La Cour des comptes de l’UE appelle à une « vision réaliste » de la production d’hydrogène vert
L’Union européenne a raison de miser sur l’hydrogène vert, mais elle doit « mettre à jour » sa stratégie avec une « vision réaliste », prévient la Cour des comptes européenne. Dans un rapport publié ce mercredi, les auditeurs européens estiment que les objectifs pour cette énergie fixés par la Commission européenne pour 2030 sont « excessivement ambitieux » et répondent davantage à une « volonté politique » qu'à une analyse solide de la situation. Ce qui, si le cap n'est pas corrigé, pourrait finir par nuire à la compétitivité d'industries clés et générer de nouvelles dépendances stratégiques, prévient l'institution luxembourgeoise. « La politique industrielle de l'UE dans le domaine de l'hydrogène renouvelable a besoin d'une vision réaliste », souligne dans son rapport le membre du tribunal chargé de l'audit, Stef Blok.
Le problème sous-jacent, souligne le document, est que l’objectif de 10 millions de tonnes de production et d’importation d’hydrogène renouvelable d’ici 2030 est « excessivement ambitieux » et « peu probable » d’être atteint.
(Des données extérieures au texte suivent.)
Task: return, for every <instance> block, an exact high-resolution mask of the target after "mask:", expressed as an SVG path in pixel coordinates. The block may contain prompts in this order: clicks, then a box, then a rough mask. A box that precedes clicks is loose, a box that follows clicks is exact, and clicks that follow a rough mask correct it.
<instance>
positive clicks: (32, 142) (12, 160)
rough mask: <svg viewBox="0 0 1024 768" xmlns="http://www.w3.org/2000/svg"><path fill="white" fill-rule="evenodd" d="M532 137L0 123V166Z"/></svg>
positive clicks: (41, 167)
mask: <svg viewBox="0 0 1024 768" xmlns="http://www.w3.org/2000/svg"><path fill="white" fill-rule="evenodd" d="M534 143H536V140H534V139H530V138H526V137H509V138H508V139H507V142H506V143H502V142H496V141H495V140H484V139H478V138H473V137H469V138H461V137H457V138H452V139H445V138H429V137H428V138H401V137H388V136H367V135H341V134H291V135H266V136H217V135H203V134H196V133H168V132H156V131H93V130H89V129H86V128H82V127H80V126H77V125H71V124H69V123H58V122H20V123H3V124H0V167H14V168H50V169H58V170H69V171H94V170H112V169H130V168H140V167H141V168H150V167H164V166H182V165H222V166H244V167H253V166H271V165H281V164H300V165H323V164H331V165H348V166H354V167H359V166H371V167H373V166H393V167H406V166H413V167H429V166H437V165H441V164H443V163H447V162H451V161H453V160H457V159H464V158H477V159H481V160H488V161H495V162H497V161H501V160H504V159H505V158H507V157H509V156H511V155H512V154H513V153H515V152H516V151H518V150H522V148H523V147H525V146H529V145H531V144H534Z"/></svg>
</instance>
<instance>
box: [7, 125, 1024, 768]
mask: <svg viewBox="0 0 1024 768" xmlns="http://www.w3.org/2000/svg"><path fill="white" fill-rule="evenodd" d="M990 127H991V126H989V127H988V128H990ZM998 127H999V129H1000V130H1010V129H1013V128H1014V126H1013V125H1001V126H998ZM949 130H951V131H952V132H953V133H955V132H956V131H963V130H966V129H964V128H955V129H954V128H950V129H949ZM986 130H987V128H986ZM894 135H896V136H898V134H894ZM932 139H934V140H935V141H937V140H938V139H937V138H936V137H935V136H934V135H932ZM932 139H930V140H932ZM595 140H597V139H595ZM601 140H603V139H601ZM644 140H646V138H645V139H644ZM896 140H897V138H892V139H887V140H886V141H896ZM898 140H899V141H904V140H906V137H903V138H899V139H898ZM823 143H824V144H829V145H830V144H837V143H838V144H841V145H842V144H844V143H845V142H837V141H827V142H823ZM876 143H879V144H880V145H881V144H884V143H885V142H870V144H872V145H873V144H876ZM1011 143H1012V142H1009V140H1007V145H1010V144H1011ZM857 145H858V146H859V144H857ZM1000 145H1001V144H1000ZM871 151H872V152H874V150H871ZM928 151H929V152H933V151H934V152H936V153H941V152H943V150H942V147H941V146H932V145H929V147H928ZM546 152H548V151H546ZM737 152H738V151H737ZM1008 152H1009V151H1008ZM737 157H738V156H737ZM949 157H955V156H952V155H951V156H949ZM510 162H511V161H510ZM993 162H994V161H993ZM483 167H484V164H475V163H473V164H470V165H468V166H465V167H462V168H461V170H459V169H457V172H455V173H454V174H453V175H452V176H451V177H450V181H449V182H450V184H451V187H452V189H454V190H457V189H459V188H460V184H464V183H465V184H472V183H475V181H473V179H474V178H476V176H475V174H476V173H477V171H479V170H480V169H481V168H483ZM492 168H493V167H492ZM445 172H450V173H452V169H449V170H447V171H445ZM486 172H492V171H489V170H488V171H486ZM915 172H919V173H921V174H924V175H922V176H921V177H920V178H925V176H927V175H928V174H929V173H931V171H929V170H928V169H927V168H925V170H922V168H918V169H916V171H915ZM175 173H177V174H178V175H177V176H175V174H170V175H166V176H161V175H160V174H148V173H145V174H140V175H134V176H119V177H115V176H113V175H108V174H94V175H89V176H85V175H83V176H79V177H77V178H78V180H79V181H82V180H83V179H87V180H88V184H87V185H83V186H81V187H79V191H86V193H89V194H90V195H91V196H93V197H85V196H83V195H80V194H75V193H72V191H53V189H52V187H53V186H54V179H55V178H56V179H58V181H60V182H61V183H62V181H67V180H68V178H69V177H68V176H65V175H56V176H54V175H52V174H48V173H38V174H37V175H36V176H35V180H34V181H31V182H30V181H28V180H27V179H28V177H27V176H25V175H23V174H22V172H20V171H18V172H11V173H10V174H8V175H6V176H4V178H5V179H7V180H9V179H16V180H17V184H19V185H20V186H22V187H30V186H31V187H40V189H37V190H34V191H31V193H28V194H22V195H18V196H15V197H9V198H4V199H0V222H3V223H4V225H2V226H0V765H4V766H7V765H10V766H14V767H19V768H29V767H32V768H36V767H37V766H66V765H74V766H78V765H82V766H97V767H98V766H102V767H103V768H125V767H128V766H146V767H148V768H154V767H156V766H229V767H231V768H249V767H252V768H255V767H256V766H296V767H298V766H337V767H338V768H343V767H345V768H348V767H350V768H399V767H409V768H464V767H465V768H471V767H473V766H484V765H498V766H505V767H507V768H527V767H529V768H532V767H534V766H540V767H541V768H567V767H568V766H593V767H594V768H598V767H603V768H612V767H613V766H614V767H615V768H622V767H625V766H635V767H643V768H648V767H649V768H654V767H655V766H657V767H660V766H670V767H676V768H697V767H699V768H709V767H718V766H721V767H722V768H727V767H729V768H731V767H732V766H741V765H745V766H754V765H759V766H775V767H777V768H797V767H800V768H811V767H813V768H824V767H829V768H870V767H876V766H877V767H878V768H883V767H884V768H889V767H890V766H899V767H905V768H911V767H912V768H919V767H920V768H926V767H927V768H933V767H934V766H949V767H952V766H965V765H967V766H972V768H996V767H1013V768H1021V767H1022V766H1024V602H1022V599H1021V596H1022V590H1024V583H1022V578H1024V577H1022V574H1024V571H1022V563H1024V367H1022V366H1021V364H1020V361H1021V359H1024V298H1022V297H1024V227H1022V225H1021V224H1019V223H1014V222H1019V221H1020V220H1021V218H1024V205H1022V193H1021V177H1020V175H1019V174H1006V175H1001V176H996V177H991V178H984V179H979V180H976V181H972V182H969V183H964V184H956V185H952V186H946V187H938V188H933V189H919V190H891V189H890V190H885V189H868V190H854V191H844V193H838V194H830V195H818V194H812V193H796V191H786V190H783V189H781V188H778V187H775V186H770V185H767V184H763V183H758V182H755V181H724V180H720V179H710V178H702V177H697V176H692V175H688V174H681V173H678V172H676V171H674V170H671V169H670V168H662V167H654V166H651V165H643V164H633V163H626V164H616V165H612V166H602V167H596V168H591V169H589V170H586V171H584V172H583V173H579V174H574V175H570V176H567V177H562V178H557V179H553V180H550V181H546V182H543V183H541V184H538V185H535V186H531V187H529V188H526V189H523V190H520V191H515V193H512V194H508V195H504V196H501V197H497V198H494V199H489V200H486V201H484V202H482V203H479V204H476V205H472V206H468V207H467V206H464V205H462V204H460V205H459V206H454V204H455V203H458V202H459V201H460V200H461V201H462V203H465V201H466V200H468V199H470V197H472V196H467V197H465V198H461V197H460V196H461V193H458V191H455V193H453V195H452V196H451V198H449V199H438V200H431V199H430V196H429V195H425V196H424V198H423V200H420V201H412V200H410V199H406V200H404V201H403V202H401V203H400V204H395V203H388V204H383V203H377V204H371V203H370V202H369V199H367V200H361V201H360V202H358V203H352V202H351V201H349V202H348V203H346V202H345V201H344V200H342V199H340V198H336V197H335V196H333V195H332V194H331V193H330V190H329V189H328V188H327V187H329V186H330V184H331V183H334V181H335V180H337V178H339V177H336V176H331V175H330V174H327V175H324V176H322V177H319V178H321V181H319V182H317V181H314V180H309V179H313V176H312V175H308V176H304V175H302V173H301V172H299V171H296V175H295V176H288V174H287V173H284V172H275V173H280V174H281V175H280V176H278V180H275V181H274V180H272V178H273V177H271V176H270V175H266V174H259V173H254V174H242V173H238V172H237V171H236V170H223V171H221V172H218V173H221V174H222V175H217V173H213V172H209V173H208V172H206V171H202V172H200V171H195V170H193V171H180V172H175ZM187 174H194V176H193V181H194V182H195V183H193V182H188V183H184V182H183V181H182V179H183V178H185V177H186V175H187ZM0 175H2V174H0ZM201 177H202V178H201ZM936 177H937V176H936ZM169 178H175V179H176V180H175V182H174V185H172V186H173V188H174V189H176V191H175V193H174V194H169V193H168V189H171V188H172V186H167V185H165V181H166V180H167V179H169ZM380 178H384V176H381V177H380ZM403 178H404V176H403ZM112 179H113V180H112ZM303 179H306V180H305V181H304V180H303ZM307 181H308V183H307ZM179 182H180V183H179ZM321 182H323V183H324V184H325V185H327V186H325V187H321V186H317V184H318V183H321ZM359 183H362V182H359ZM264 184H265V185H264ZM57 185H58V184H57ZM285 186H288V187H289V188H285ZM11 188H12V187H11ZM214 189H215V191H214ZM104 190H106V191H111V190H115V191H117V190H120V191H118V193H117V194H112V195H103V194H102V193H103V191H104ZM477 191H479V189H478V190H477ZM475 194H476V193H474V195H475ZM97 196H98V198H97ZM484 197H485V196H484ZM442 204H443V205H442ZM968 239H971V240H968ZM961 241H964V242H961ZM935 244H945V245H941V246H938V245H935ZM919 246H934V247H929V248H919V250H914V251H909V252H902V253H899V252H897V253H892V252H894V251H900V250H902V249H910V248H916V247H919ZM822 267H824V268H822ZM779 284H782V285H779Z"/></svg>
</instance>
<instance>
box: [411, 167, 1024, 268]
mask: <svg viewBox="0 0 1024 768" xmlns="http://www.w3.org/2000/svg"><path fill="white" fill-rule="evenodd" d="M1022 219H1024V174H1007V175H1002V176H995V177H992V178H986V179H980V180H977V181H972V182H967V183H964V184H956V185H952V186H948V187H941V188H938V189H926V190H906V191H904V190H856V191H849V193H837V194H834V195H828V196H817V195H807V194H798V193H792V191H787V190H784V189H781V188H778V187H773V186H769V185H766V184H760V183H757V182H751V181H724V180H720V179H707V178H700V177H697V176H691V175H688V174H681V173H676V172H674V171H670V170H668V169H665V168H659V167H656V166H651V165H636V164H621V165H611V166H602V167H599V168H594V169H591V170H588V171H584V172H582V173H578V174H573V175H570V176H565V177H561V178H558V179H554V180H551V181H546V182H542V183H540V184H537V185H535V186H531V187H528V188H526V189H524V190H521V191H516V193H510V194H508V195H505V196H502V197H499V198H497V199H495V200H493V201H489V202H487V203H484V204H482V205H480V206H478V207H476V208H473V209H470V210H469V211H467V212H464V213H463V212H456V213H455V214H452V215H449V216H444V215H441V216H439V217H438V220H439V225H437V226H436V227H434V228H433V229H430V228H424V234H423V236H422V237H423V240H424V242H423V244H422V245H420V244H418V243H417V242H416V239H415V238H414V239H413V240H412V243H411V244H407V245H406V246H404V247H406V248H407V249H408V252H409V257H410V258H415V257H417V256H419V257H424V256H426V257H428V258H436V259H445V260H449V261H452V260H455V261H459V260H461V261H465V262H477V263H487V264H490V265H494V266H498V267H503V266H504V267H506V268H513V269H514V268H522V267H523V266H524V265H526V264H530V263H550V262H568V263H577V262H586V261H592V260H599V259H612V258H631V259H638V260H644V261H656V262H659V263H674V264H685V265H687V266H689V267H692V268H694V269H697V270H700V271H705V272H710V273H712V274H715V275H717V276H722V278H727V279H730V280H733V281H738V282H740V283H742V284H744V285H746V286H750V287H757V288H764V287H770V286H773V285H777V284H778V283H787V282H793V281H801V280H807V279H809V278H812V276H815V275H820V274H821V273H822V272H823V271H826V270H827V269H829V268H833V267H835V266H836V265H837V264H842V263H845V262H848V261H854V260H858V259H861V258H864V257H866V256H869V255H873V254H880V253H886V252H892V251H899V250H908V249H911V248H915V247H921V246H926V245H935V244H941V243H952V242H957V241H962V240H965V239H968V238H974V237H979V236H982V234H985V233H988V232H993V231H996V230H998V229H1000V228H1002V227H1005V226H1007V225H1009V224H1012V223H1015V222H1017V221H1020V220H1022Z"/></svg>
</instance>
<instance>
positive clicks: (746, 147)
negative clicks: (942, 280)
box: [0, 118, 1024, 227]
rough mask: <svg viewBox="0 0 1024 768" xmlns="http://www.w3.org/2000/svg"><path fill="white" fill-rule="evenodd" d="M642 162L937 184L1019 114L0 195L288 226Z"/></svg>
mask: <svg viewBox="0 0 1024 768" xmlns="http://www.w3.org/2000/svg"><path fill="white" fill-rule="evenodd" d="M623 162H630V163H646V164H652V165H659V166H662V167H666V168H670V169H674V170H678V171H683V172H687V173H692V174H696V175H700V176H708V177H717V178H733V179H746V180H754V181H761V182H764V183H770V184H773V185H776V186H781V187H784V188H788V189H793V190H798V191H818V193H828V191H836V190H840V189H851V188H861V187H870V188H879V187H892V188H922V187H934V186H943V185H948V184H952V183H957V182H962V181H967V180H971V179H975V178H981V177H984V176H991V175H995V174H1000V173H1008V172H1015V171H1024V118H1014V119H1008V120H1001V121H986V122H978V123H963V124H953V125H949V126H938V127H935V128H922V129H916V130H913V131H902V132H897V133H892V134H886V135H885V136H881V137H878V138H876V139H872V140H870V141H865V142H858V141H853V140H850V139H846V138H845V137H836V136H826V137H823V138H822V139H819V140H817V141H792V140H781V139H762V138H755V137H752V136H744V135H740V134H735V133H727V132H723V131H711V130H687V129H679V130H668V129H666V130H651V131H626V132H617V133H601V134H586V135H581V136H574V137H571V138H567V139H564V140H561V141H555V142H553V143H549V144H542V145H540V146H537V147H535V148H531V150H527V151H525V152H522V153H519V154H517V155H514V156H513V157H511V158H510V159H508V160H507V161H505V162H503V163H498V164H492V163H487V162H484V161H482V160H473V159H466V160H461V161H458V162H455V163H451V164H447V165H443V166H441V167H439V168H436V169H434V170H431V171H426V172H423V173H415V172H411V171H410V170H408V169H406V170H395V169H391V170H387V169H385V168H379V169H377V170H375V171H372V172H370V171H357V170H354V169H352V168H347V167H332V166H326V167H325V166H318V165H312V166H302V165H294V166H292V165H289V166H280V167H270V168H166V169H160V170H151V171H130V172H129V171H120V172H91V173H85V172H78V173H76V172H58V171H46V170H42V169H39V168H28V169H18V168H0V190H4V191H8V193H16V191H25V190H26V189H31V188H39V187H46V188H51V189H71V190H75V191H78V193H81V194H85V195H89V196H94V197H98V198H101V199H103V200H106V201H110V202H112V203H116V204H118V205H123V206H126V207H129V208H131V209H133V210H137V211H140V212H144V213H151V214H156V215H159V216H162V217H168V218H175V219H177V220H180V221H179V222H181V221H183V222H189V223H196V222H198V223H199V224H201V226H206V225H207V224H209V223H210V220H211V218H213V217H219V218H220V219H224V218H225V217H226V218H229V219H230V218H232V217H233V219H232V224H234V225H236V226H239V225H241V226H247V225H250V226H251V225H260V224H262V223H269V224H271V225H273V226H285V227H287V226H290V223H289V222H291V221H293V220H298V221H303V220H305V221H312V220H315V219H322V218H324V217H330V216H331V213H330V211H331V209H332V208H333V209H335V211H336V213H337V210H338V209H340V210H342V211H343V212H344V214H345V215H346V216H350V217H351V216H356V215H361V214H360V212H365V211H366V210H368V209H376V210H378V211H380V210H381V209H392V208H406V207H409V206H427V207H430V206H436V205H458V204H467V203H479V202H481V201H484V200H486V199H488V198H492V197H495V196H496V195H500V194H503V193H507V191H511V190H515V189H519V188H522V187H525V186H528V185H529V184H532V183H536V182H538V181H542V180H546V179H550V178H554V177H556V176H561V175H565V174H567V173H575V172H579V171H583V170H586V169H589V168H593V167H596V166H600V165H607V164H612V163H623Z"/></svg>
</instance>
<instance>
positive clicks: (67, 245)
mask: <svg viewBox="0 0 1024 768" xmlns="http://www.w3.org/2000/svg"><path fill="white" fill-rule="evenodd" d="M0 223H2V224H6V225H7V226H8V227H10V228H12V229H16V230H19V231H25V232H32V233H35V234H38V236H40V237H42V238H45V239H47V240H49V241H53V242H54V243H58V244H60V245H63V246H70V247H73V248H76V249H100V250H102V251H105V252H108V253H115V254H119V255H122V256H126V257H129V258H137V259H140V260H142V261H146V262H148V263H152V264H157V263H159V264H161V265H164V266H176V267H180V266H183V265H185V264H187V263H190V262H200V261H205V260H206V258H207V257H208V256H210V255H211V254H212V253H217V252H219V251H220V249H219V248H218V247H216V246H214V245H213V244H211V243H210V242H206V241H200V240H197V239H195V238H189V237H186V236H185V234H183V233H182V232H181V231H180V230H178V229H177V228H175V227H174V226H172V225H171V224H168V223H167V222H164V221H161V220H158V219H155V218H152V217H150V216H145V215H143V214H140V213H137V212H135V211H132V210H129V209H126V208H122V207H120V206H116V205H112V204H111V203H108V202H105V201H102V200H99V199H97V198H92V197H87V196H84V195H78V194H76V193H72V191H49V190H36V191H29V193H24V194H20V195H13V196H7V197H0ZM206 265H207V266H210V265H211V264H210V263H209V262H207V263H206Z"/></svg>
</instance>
En effet, même si la demande pour cette énergie devrait être stimulée au fil du temps (qui représentait en 2022 moins de 2 % de la consommation énergétique européenne), les auditeurs considèrent que, quelle que soit son augmentation, « elle n'atteindra même pas dix millions de tonnes en 2030 et encore moins les 20 millions de tonnes initialement prévues par la Commission.
La raison de ce décalage est que l’objectif fixé par Bruxelles n’est pas nécessairement dû à des études « solides » des possibilités et des besoins en matière d’hydrogène vert, mais plutôt à une « volonté politique » de promouvoir cette énergie. Tout cela alors que « les différentes ambitions des États membres ne correspondaient pas toujours aux objectifs » et, en plus, la Commission « n’a pas veillé à ce que toutes les parties avancent dans la même direction ».
Sur un ton positif, les auditeurs saluent la rapidité avec laquelle l'exécutif européen a établi le cadre juridique, ce qui apporte une certitude « fondamentale pour la création d'un nouveau marché ». Mais ils regrettent en même temps le temps qu’il a fallu pour « parvenir à un accord sur les règles qui définissent l’hydrogène renouvelable », ce qui a entraîné « le report de nombreuses décisions d’investissement ». En ce sens, ils font allusion au « problème de l’œuf et de la poule » : les promoteurs de projets reportent les décisions d’investissement parce que l’offre dépend de la demande, et vice versa.
En outre, la création d’une industrie européenne de l’hydrogène nécessite « d’énormes investissements publics et privés », mais la Commission, critique le rapport, « n’a pas une vision complète des besoins ou des financements publics disponibles ».
Dans leurs recommandations, les auditeurs proposent que Bruxelles « mette à jour » sa stratégie hydrogène dans trois domaines : comment calibrer les incitations du marché pour la production et l’utilisation d’hydrogène renouvelable ; comment donner également la priorité aux « rares financements » de l'UE (environ 18 milliards pour 2021-2027, selon ses calculs) et sur quelles parties de la chaîne de valeur se concentrer. En fin de compte, l’UE doit décider « quelles industries maintenir et à quel prix », compte tenu des implications géopolitiques de la production européenne par rapport aux importations en provenance de pays tiers.
L'UE « doit prendre des décisions sur la voie stratégique à suivre vers la décarbonation sans nuire à la compétitivité des industries clés de l'UE ni créer de nouvelles dépendances stratégiques », résume le responsable du rapport, Stef Blok.